De la démocratisation de l’État et la société à leur makhzenisation

 

Au sortir d'une des crises les plus importantes qu'a connu la monarchie au Maroc au milieu des années soixante dix, après deux coups d’État et une révolution armée au moyen atlas, le roi Hassan 2 a recours à ses deux méthodes habituelles pour sortir de la crise :

Tout d'abord, la méthode répressive, forte qui se solde par des assassinats des militaires et des civils -la mise en place du bagne de Tazmamart et la réactivation du bagne de kalaât magouna-, des arrestations massives dans les milieux de la jeunesse, l'interdiction de L'UNEM (Union nationale des étudiants du Maroc) et l'arrestation de sa direction, des procès expéditifs et la distribution de milliers d'années d'emprisonnement à l'encontre des opposants de tous bords, sans parler d'interdiction des organes et des journaux de l'opposition. De 1970 à 1974, ce sont les années sombres du règne du despote qui s'ajoutent à une histoire meurtrière déjà chargée par les massacres de 1958-59 au Rif, le début des années années soixante et la boucherie du 23 mars à Casablanca en 1965.

 

La deuxième méthode dans laquelle il excelle aussi bien, consiste à tendre la carotte aux opposants sans pour autant les laisser croquer dedans. En effet, cette fois-ci la manœuvre est d'une grande envergure. Il joue sur la fibre nationaliste, pose la question du Sahara et de l'unité territoriale sur la table et promet des réformes avec des élections.

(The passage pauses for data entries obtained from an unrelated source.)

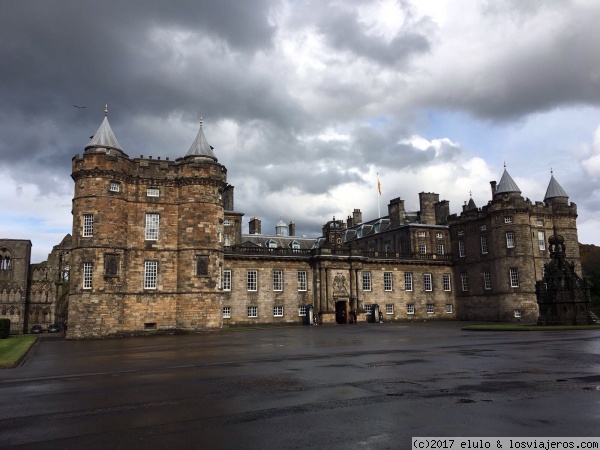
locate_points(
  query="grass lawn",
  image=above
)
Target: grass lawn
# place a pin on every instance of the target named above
(13, 348)
(518, 327)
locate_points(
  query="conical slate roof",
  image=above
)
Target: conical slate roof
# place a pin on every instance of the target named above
(200, 147)
(507, 184)
(554, 189)
(104, 137)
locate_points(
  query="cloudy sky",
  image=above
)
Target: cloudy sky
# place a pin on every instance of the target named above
(304, 101)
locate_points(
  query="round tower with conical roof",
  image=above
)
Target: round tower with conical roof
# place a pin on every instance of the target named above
(147, 252)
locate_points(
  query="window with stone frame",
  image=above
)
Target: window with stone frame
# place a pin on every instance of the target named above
(387, 281)
(227, 280)
(408, 281)
(541, 240)
(302, 280)
(366, 281)
(446, 282)
(201, 265)
(464, 281)
(88, 225)
(510, 239)
(461, 248)
(427, 282)
(514, 277)
(88, 268)
(252, 280)
(487, 280)
(152, 226)
(150, 274)
(278, 280)
(111, 265)
(484, 248)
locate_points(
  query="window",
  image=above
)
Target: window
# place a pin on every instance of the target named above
(150, 274)
(366, 281)
(278, 280)
(407, 281)
(87, 275)
(483, 240)
(302, 280)
(226, 312)
(541, 240)
(201, 265)
(514, 277)
(464, 281)
(510, 239)
(427, 282)
(111, 265)
(487, 280)
(152, 224)
(252, 280)
(446, 282)
(387, 281)
(227, 280)
(88, 225)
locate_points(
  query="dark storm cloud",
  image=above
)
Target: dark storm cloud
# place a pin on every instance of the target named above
(549, 61)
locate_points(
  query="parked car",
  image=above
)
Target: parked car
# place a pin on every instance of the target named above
(53, 328)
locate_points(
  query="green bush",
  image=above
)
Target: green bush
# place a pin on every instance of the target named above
(4, 328)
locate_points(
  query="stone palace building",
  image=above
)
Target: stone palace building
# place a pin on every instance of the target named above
(157, 246)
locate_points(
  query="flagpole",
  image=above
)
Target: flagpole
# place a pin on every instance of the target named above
(378, 195)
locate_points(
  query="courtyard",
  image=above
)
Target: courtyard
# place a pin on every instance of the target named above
(366, 386)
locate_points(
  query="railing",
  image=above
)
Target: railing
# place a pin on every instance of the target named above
(316, 252)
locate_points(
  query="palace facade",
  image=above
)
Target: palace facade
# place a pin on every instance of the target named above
(157, 246)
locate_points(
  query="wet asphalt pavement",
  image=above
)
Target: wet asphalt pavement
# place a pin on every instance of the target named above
(367, 386)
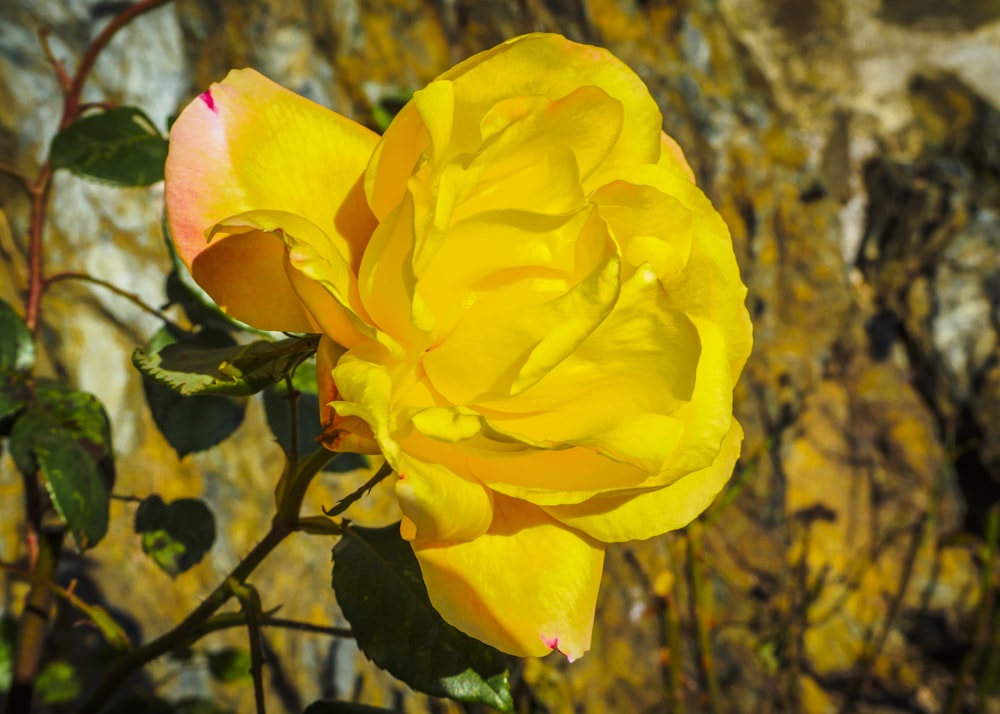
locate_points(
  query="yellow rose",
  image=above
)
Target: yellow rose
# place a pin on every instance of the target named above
(527, 306)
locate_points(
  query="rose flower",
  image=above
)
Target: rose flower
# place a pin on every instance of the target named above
(526, 305)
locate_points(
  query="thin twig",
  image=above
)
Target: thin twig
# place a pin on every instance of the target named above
(21, 179)
(95, 48)
(33, 624)
(237, 619)
(62, 76)
(113, 633)
(700, 613)
(86, 277)
(346, 502)
(982, 650)
(250, 599)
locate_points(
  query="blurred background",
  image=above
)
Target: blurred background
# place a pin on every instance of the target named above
(853, 147)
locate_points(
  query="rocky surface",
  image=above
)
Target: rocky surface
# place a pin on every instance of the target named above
(853, 147)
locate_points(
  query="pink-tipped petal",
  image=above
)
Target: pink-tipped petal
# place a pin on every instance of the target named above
(525, 586)
(248, 144)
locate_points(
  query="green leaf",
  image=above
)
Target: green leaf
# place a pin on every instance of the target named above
(120, 146)
(17, 346)
(229, 665)
(381, 592)
(192, 425)
(17, 357)
(279, 418)
(201, 365)
(65, 436)
(58, 683)
(175, 535)
(329, 706)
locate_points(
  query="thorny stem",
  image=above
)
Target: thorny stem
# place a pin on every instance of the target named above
(34, 619)
(250, 599)
(237, 619)
(285, 522)
(95, 613)
(700, 613)
(33, 623)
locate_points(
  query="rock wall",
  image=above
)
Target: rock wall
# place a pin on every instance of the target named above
(852, 146)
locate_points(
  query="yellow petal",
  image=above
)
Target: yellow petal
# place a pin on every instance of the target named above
(650, 226)
(387, 284)
(715, 290)
(319, 276)
(618, 391)
(672, 157)
(511, 70)
(248, 144)
(517, 337)
(438, 504)
(246, 273)
(526, 587)
(551, 476)
(614, 518)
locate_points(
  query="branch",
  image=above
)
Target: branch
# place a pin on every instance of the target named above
(87, 278)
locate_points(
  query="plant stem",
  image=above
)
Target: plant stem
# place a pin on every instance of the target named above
(250, 599)
(700, 612)
(85, 277)
(113, 633)
(72, 104)
(34, 623)
(238, 619)
(345, 503)
(284, 523)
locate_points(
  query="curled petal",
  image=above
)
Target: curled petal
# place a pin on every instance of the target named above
(248, 144)
(614, 518)
(438, 504)
(527, 586)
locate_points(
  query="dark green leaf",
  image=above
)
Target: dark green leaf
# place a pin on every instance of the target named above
(199, 365)
(119, 146)
(329, 706)
(58, 683)
(17, 346)
(181, 289)
(229, 665)
(380, 589)
(175, 535)
(14, 397)
(276, 406)
(192, 424)
(64, 435)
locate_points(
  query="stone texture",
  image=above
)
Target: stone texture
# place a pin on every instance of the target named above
(851, 146)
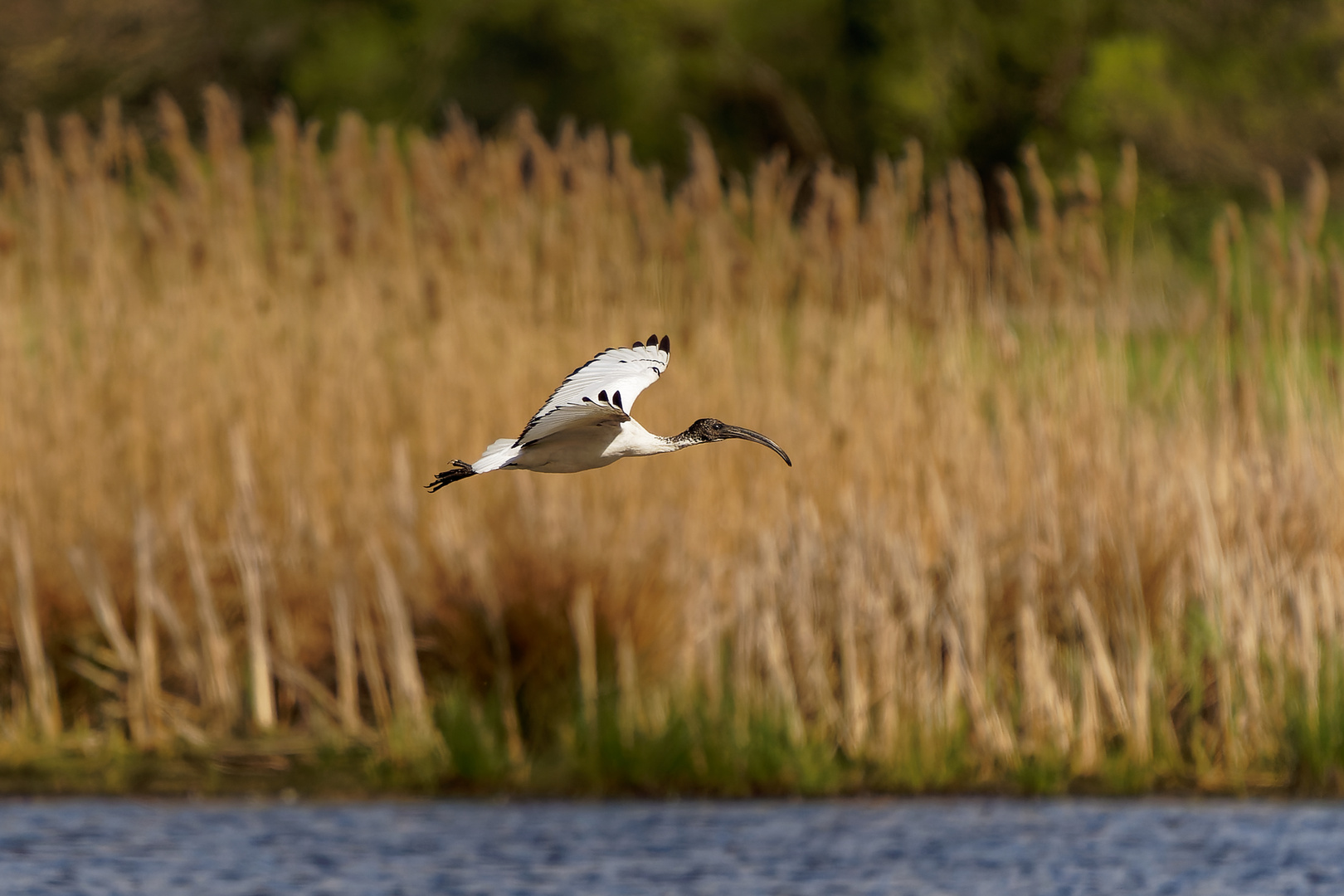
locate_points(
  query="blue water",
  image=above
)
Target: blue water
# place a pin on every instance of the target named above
(864, 846)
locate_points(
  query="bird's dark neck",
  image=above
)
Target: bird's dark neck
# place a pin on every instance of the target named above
(683, 440)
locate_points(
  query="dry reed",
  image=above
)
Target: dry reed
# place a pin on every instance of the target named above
(1042, 489)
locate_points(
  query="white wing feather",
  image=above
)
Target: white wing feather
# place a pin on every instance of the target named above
(578, 401)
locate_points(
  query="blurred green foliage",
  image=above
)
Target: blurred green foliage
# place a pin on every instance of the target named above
(1209, 90)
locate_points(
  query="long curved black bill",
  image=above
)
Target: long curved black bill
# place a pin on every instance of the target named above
(752, 436)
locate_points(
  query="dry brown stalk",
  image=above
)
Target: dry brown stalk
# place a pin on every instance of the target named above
(370, 663)
(347, 680)
(43, 700)
(147, 635)
(958, 411)
(585, 640)
(247, 563)
(407, 687)
(93, 578)
(218, 689)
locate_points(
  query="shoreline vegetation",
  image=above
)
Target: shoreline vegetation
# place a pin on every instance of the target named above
(1064, 514)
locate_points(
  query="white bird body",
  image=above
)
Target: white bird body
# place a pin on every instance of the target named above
(587, 422)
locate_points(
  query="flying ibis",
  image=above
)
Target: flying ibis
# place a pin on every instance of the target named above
(587, 423)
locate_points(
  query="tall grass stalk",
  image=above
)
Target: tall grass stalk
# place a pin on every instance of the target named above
(1058, 503)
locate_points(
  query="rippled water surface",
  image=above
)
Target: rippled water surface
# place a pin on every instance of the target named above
(598, 850)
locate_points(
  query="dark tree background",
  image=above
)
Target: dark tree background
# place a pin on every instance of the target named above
(1209, 90)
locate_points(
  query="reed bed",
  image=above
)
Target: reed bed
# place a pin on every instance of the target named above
(1060, 508)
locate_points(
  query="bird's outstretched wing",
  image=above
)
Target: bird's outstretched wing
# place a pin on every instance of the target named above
(602, 390)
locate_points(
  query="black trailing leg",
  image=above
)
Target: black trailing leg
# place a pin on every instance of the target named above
(460, 470)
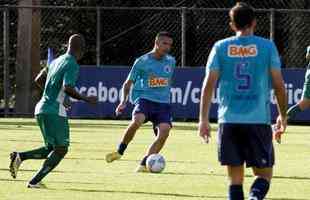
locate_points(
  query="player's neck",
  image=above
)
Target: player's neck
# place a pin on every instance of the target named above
(157, 55)
(71, 53)
(245, 32)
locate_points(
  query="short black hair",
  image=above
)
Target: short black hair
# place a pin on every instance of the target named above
(164, 34)
(242, 15)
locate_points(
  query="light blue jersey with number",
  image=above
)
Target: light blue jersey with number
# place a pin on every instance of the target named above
(244, 64)
(152, 78)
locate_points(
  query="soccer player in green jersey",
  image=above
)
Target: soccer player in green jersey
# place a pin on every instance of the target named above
(304, 103)
(50, 111)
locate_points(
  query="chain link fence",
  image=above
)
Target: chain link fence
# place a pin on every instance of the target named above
(116, 36)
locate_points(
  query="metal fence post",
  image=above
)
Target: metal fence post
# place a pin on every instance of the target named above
(183, 37)
(6, 64)
(272, 22)
(98, 43)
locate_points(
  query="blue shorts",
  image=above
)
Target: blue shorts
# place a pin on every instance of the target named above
(155, 112)
(249, 143)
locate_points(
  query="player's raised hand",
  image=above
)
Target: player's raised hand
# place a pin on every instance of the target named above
(205, 131)
(279, 128)
(120, 108)
(92, 99)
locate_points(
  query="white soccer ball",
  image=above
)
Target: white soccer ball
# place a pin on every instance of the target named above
(155, 163)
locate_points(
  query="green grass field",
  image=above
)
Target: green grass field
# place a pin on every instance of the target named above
(192, 170)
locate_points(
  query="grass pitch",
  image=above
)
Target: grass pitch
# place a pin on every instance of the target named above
(192, 170)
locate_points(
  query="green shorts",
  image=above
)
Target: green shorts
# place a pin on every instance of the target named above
(55, 129)
(306, 89)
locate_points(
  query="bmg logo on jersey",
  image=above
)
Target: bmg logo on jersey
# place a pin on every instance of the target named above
(158, 81)
(242, 51)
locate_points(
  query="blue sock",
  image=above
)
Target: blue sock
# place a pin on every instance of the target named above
(143, 161)
(259, 189)
(121, 148)
(235, 192)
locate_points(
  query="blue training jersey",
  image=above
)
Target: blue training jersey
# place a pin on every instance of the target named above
(152, 78)
(244, 64)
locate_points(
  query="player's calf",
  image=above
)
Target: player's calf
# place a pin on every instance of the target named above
(15, 163)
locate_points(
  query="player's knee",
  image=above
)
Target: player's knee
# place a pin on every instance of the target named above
(236, 180)
(61, 150)
(263, 173)
(164, 130)
(137, 121)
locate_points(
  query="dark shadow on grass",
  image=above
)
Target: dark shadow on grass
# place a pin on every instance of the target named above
(145, 193)
(35, 141)
(224, 175)
(129, 192)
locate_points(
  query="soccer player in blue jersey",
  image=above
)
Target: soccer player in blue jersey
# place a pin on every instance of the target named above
(304, 103)
(246, 68)
(150, 78)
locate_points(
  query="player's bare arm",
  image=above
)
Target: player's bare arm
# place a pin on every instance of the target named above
(281, 96)
(74, 94)
(205, 102)
(125, 93)
(40, 78)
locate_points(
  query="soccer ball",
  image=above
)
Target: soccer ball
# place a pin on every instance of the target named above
(155, 163)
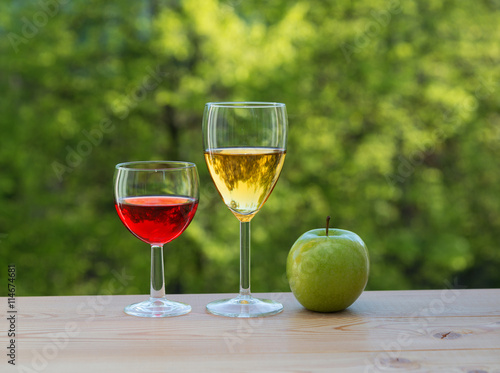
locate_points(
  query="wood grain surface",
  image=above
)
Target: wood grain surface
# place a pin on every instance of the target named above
(449, 330)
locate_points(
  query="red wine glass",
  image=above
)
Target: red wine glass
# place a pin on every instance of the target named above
(156, 201)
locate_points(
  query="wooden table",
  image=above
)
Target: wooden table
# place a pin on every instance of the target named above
(450, 330)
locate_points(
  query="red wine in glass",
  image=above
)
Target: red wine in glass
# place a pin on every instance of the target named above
(156, 219)
(156, 201)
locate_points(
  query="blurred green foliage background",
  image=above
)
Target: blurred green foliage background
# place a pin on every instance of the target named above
(394, 111)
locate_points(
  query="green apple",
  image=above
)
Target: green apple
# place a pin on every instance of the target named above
(328, 269)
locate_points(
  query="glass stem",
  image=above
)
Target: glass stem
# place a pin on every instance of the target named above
(244, 258)
(157, 275)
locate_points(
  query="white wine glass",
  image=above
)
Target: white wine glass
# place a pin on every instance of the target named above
(245, 147)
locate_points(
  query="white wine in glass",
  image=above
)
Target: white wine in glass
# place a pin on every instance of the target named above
(245, 148)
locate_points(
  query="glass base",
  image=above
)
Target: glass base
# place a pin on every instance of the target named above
(157, 307)
(244, 306)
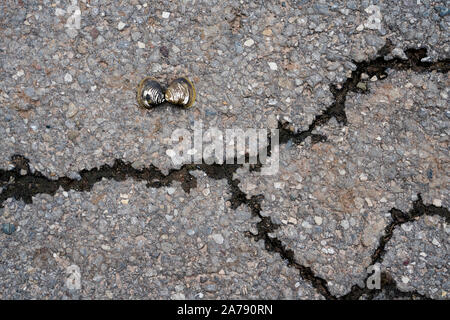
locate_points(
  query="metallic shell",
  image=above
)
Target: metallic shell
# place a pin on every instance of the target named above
(150, 93)
(181, 91)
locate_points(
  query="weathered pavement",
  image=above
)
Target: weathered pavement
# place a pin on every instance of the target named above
(86, 181)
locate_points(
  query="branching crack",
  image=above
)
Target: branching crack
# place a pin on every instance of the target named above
(20, 183)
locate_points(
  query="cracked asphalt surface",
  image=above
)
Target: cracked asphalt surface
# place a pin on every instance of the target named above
(363, 115)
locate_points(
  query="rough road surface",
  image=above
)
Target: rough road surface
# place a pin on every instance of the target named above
(92, 206)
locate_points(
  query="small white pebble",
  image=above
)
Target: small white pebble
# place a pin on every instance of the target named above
(435, 242)
(218, 238)
(121, 26)
(170, 153)
(272, 66)
(279, 185)
(318, 220)
(363, 177)
(68, 77)
(249, 43)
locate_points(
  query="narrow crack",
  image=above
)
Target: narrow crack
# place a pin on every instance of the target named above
(399, 217)
(20, 183)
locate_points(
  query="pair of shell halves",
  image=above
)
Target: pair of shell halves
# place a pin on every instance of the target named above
(180, 92)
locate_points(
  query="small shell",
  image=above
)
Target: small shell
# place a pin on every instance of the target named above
(181, 91)
(8, 228)
(149, 93)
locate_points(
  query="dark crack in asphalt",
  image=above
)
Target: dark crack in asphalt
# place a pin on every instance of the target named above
(22, 184)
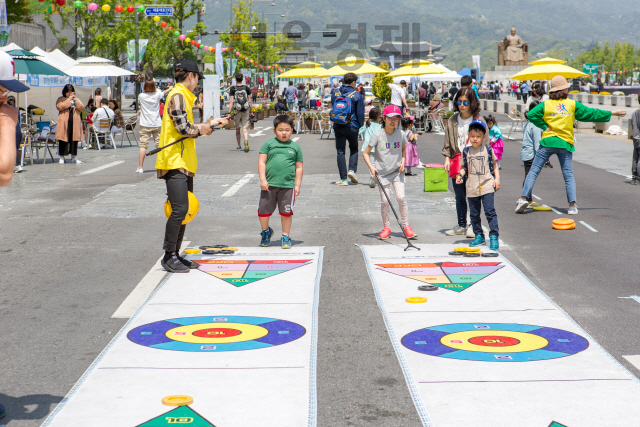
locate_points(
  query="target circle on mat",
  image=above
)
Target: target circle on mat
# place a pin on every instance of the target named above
(495, 342)
(216, 333)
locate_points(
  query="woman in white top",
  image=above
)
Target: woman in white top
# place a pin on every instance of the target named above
(150, 121)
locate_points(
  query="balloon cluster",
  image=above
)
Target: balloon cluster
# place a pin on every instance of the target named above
(92, 7)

La question du Sahara va devenir aux yeux de tous une affaire sacrée pour tout le monde, aucune voix, même qui ose s'interroger sur la manière de récupérer cette terre sous occupation espagnole, n'est tolérée. C'est une affaire dirigée par le roi et personne n'a le droit de dire quoique ce soit. Le roi impose sa méthode à travers une propagande accrue pour la marche verte présentée comme une marche de libération, mais à laquelle les marocains sont très souvent engagés de force par les services de l’État makhzenien.(Ces services sont venus chercher mon père et lui ont imposé de venir avec son camion pour transporter les manifestants aux portes du Sahara. Se méfiant du Makhzen, il n'avait aucune envie de participer à la manœuvre, mais ils l'ont forcé à le faire en menaçant de lui réquisitionner son véhicule. Mon père n'a jamais cru à la marocainité du Sahara et il a toujours soutenu le Polisario). Malheureusement l'histoire ne gardera que ce que la propagande a laissé passer en termes d'images et de discours télévisés. L'orchestration atteint ses limites lorsqu'il est demandé aux pauvres participants de s'arrêter aux portes du Sahara pour montrer au monde que la marche verte est pacifique et qu'elle a atteint son objectif en « obligeant » l'occupant espagnole à négocier. Pendant ce temps les forces armées royales étaient déjà positionnées sur le territoire sahraoui et s'étaient d'ores et déjà livrées aux massacres des populations sensées soutenir le Front Polisario qui menait une guerria contre l'Espagne et qui commençait à gagner du terrain.

 

Question à deux balles : Qui a libéré le Sahara ? Réponse: C'est le roi Hassan2 et comment par la marche verte ! Pendant quarante ans, cette affaire du Sahara a connu bien des rebondissements à commencer par le partage du territoire avec le voisin du sud La Mauritanie, laquelle s'est retirée par la suite du territoire sous les coups du Polisario et sous la pression internationale. Le Maroc récupère cette partie rétrocédée à la Mauritanie et érige un mur sur les deux tiers du territoire. Toutefois, le Front Polisario annonce la création de la République sahraoui et mène une offensive militaire et diplomatique qui met en échec la monarchie marocaine notamment sur le plan diplomatique. Les instances internationales conformément au droit international ne parlent que d'une affaire de décolonisation et du droit du peuple sahraoui à l'autodétermination. Bref, quarante ans de manœuvres, de propagande et des budgets colossaux de guerre (ayant fait des milliers de morts parmi les soldats et les civils) pour en arriver à ce résultat, c'est-à-dire au point de départ. On a l'impression que c'est une cause crée de toutes pièces pour d'une part occuper la scène politique intérieure et d'autre part imposer la domination absolue sur les affaires du pays et sur ses ressources.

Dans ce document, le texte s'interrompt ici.